Fitness effects of crosses between individuals of different lineages or populations (i.e. outbreeding or outcrossing, terms used interchangeably hereafter) have long been documented and rationalized conceptually in agricultural and [incipient] speciation research (e.g. Crow 1948, Darwin 1876, Dobzhansky 1950, Lynch & Walsh 1998, Orr 1995; Fig. 2). These theoretical developments have also been successfully extended and applied to severely inbred natural populations within the context of ‘genetic rescue’ (Hoffmann et al. 2021, Ingvarsson 2001, Tallmon et al. 2004, Whiteley et al. 2015). However, such theory has rarely been exploited by evolutionary ecologists interested in the consequences of natural dispersal and resulting immigration and gene flow in fragmented populations of single species. Yet, crosses between inbred lines derived from individuals within single or weakly differentiated populations and crosses between isolated species represent two extreme ends of a continuum of genetic divergence where subdivided populations connected by natural dispersal are intermediate (Demuth & Wade 2005, Hughes & Vickery 1974, Simon et al. 2018; Fig. 2). This gap therefore likely simply reflects academic silos, where researchers working on demographic variation and eco-evolutionary dynamics in wild (meta)populations are not focusing explicitly on theory and principles that are central to speciation and agricultural or conservation research.

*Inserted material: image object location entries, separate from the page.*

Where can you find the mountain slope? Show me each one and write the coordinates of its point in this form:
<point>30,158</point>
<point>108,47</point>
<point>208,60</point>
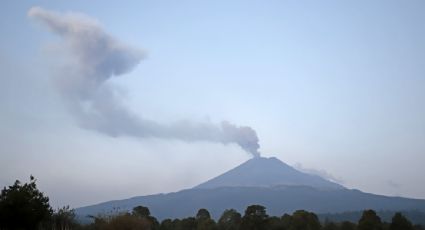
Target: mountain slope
<point>277,200</point>
<point>267,172</point>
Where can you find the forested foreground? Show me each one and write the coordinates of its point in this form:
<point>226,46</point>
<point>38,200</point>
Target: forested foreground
<point>23,206</point>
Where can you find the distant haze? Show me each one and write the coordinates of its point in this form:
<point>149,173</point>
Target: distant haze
<point>98,57</point>
<point>105,100</point>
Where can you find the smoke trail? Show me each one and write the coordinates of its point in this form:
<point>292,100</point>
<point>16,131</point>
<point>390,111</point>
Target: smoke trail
<point>98,57</point>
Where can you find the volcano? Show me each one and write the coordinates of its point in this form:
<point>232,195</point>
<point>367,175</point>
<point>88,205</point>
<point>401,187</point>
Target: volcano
<point>267,172</point>
<point>265,181</point>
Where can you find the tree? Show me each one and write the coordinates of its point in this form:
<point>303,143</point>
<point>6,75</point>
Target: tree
<point>64,219</point>
<point>347,225</point>
<point>230,220</point>
<point>167,224</point>
<point>204,221</point>
<point>329,225</point>
<point>23,206</point>
<point>255,218</point>
<point>275,223</point>
<point>141,211</point>
<point>369,221</point>
<point>303,220</point>
<point>203,214</point>
<point>400,222</point>
<point>144,214</point>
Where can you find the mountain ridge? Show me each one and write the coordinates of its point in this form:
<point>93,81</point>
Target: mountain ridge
<point>265,181</point>
<point>267,172</point>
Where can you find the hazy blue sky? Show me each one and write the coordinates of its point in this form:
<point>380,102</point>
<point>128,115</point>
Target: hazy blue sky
<point>337,87</point>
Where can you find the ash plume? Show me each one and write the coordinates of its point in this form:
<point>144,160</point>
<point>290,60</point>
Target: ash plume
<point>97,57</point>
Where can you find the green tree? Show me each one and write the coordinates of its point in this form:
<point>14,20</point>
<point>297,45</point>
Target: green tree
<point>230,220</point>
<point>275,223</point>
<point>144,214</point>
<point>203,214</point>
<point>369,221</point>
<point>400,222</point>
<point>303,220</point>
<point>347,225</point>
<point>329,225</point>
<point>63,219</point>
<point>204,221</point>
<point>141,211</point>
<point>23,206</point>
<point>187,224</point>
<point>255,218</point>
<point>167,224</point>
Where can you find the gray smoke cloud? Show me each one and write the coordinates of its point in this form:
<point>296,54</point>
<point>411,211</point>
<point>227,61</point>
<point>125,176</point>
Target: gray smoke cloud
<point>97,57</point>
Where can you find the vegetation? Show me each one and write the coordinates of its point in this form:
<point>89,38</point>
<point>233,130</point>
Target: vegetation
<point>24,207</point>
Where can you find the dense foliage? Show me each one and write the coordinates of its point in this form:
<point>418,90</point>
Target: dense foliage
<point>24,207</point>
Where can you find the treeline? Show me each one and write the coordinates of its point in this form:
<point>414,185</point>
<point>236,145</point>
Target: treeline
<point>254,218</point>
<point>24,207</point>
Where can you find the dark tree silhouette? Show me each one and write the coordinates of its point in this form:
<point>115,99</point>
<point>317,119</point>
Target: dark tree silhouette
<point>255,218</point>
<point>230,220</point>
<point>23,206</point>
<point>369,221</point>
<point>399,222</point>
<point>303,220</point>
<point>64,219</point>
<point>203,214</point>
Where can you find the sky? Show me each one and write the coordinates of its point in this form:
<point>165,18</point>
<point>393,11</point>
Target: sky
<point>108,100</point>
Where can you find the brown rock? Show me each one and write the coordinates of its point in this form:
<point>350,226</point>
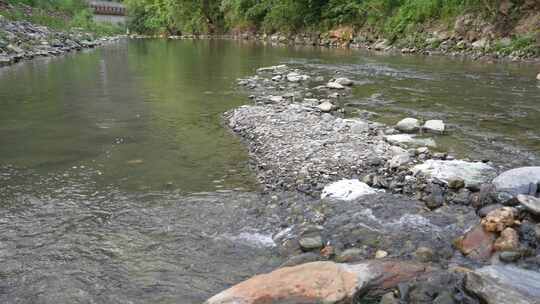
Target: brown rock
<point>498,219</point>
<point>320,282</point>
<point>508,241</point>
<point>476,243</point>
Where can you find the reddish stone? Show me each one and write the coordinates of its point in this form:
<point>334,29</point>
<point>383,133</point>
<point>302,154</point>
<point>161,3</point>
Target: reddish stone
<point>508,241</point>
<point>320,282</point>
<point>476,243</point>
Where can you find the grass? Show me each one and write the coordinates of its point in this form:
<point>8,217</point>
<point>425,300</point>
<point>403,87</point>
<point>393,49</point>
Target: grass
<point>61,15</point>
<point>523,46</point>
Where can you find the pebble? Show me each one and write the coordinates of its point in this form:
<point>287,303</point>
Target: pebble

Hence, to bridge these divides and inspire new activity in evolutionary ecology, we synthesise key aspects of the current empirical and theoretical states of the art in line-cross theory, as primarily developed in the contexts of hybridization or speciation, that aim to rationalize and predict fitness outcomes resulting from complex genetic consequences of multigenerational introgression. We then provide a systematic literature review which highlights that, despite the increasing availability of applicable theory and multigenerational field datasets, fitness outcomes from interbreeding resulting from natural immigration in fragmented populations have still very rarely been explicitly or rigorously estimated. Finally, we highlight conceptual and empirical opportunities and challenges which, in conjunction with newly available methods, can now culminate in comprehensive overview of the consequences of outbreeding spanning the full biological range of divergence.